A GPU is not a replacement for a CPU, but rather a complementary processor that can significantly speed up certain types of computations, especially those involving large datasets or complex mathematical operations.
CPU vs GPU
A CPU is designed for general-purpose computing and is optimized for tasks that require high single-threaded performance. It has a few cores (typically 4 to 16) that can handle multiple threads, but it is not optimized for parallel processing. In contrast, a GPU has thousands of smaller cores that can handle many threads simultaneously, making it ideal for tasks that can be parallelized.
GPU Architecture
Explanation
Gadi only has NVIDIA GPUs. So when we say GPUs we mean NVIDIA GPUs.
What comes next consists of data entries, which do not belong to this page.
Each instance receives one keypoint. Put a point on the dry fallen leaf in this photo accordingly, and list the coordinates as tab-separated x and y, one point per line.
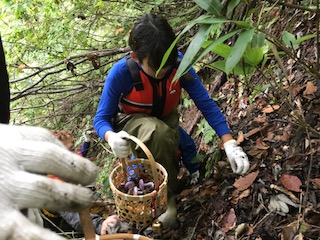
291	182
260	119
270	109
244	182
310	89
229	221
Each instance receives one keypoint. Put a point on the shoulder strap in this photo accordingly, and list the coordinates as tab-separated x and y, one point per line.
187	75
135	73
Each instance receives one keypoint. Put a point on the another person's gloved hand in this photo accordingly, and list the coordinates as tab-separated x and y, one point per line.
119	144
194	177
28	154
87	136
237	157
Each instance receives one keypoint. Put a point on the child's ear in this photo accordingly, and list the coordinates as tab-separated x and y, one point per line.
134	56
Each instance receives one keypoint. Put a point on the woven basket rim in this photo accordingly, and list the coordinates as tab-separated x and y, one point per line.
138	197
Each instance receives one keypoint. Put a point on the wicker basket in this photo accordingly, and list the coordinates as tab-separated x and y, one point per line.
141	209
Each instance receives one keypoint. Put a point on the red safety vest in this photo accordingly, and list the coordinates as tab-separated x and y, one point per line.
151	96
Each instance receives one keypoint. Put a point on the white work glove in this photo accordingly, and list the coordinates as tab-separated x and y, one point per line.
119	144
87	136
236	156
194	177
279	204
28	154
112	225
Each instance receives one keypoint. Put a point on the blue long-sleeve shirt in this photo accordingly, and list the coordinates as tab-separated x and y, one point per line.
119	82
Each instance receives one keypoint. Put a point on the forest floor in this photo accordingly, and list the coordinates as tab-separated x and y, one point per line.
278	128
284	168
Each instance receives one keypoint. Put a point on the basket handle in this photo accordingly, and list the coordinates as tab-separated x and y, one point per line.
149	156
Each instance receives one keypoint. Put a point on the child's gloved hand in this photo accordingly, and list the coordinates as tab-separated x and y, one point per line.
28	154
113	224
194	177
237	158
119	144
279	204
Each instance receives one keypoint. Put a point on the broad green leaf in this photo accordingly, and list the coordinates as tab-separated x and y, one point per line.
238	49
207	49
223	50
253	56
193	49
258	40
289	39
232	5
212	6
213	44
304	38
187	28
243	24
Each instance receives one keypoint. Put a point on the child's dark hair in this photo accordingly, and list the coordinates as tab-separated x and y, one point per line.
150	38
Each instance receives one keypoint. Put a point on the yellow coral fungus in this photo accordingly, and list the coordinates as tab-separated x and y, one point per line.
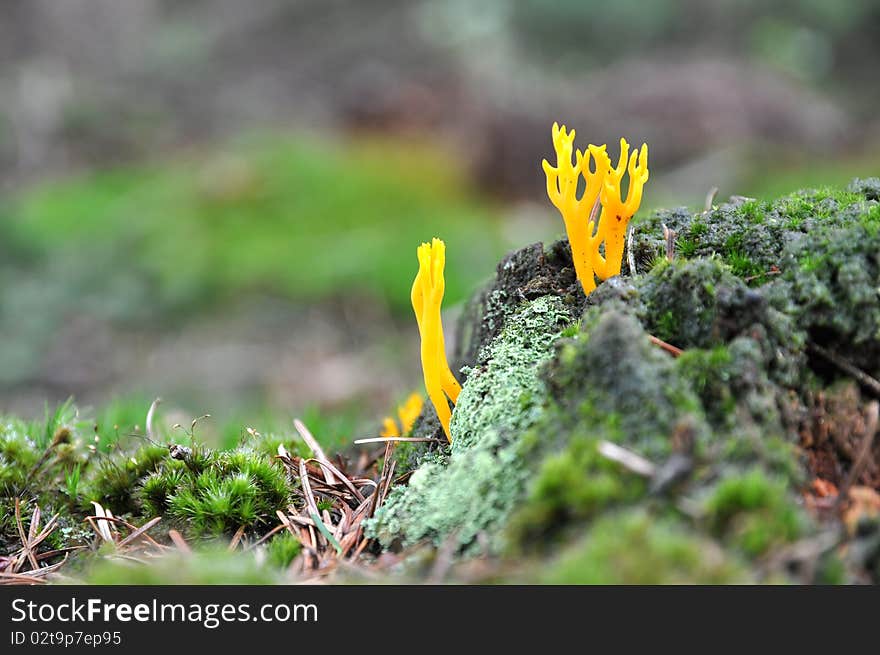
616	213
585	232
427	296
407	413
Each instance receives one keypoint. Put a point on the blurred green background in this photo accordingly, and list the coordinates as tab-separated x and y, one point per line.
219	202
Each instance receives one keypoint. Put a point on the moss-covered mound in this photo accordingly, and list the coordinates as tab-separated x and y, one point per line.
709	371
704	419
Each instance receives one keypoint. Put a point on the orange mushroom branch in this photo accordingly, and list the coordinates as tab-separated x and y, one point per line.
427	296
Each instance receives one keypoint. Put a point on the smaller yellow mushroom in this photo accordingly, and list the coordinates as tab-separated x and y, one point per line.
427	296
407	413
616	213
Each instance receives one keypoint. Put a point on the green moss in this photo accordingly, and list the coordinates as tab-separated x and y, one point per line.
635	547
116	478
754	511
205	566
473	489
282	549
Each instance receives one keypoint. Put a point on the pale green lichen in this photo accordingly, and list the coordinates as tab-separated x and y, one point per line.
474	489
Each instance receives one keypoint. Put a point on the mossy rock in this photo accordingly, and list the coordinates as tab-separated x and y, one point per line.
753	286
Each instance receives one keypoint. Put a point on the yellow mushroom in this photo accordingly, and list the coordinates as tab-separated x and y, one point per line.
407	413
584	235
427	296
616	213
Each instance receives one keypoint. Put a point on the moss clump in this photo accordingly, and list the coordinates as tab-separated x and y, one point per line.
116	478
830	288
753	511
705	420
635	547
205	566
282	549
36	461
472	488
239	488
752	235
608	384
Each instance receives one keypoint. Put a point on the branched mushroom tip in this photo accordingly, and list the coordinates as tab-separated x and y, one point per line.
586	233
427	296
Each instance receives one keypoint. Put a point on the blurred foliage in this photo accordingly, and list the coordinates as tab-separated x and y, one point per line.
814	40
296	216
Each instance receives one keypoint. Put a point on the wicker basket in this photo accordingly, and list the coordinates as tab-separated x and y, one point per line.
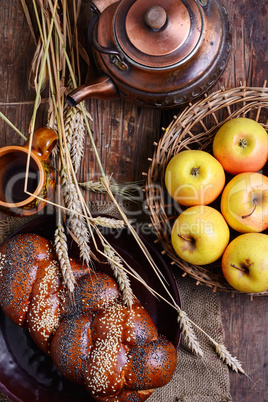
195	128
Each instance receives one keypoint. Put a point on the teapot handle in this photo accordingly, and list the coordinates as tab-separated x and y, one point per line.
116	57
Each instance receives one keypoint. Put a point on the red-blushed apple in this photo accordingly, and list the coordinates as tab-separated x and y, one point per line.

Nevertheless, most concepts discussed here are the same across different vendors.
GPUs are composed of multiple Streaming Multiprocessors (SMs), an on-chip L2 cache, and high-bandwidth DRAM.
GPU Architecture
Modern NVIDIA GPUs use a hierarchical memory and compute architecture designed for high throughput and parallelism. This document explains the roles of:
Streaming Multiprocessors (SMs)
CUDA cores
L1 and L2 caches
These components work together to accelerate parallel tasks such as scientific computing, deep learning, and graphics rendering.
Streaming Multiprocessors (SMs)
Feature |
Description |
|---|---|
Definition |
A Streaming Multiprocessor is the basic unit of computation in an NVIDIA GPU. |
Contains |
Multiple CUDA cores, L1 cache, warp schedulers, registers, and shared memory |
Responsibility |
Executes multiple warps (groups of 32 threads) in parallel |
Independent Execution |
Each SM can execute multiple thread blocks concurrently (if resources allow) |
CUDA Cores
Feature |
Description |
|---|---|
Definition |
The smallest execution units inside an SM |
Function |
Execute arithmetic and logic instructions for individual threads |
Number per SM |
Varies by architecture (e.g., 64 in Volta, up to 128 or more in newer GPUs) |
Highly Parallel |
Thousands of CUDA cores on a GPU enable massive parallel execution |
While CUDA cores are often thought of as “identical tiny processors,” in practice, not all CUDA cores are the same in capability or function, especially within an SM (Streaming Multiprocessor).
CUDA Cores
CUDA cores are primarily designed to handle:
Integer operations
32-bit floating-point (FP32) arithmetic
However, other types of operations like:
64-bit floating point (FP64)
Tensor operations (for AI)
Special function math (e.g., sin, sqrt)
For example:
Multiply two FP32 arrays → goes to CUDA cores
Apply sin() → goes to SFU (Special Function Unit)
Multiply matrices → goes to Tensor cores
L1 Cache (Level 1)
Feature |
Description |
|---|---|
Scope |
Private to each Streaming Multiprocessor (SM) |
Latency |
Very low |
Size |
192 - 256 KB depending on the GPU architecture |
Usage |
Stores frequently accessed data by threads in a block; shared with shared memory |
Functionality |
Reduces traffic to global memory and accelerates spatially local data access |
Note: In recent architectures like Ampere and Hopper, L1 cache is unified with shared memory, allowing configurable allocation between them.
L2 Cache (Level 2)
Feature |
Description |
|---|---|
Scope |
Shared across all SMs |
Latency |
Higher than L1, but much lower than global memory (DRAM) |
Size |
40 - 50 MB depending on the GPU architecture |
Usage |
Caches global memory accesses for all SMs |
Coherency |
Coherent across all SMs — changes made in one SM are visible to others |
How They Work Together
Threads are scheduled and executed on CUDA cores inside an SM.
Each SM has fast L1 cache and access to configurable shared memory, which helps speed up local computation.
Data not found in L1 is fetched from the L2 cache, which acts as a buffer before accessing global memory (DRAM).
This hierarchy helps reduce latency, increase memory throughput, and enable high-performance parallel execution.
Key Points
A GPU is a specialized processor designed for parallel processing.
It has thousands of smaller cores optimized for concurrent tasks.
The architecture includes Streaming Multiprocessors (SMs), CUDA cores, and multiple levels of cache.
GPUs are not a replacement for CPUs but complement them for specific tasks.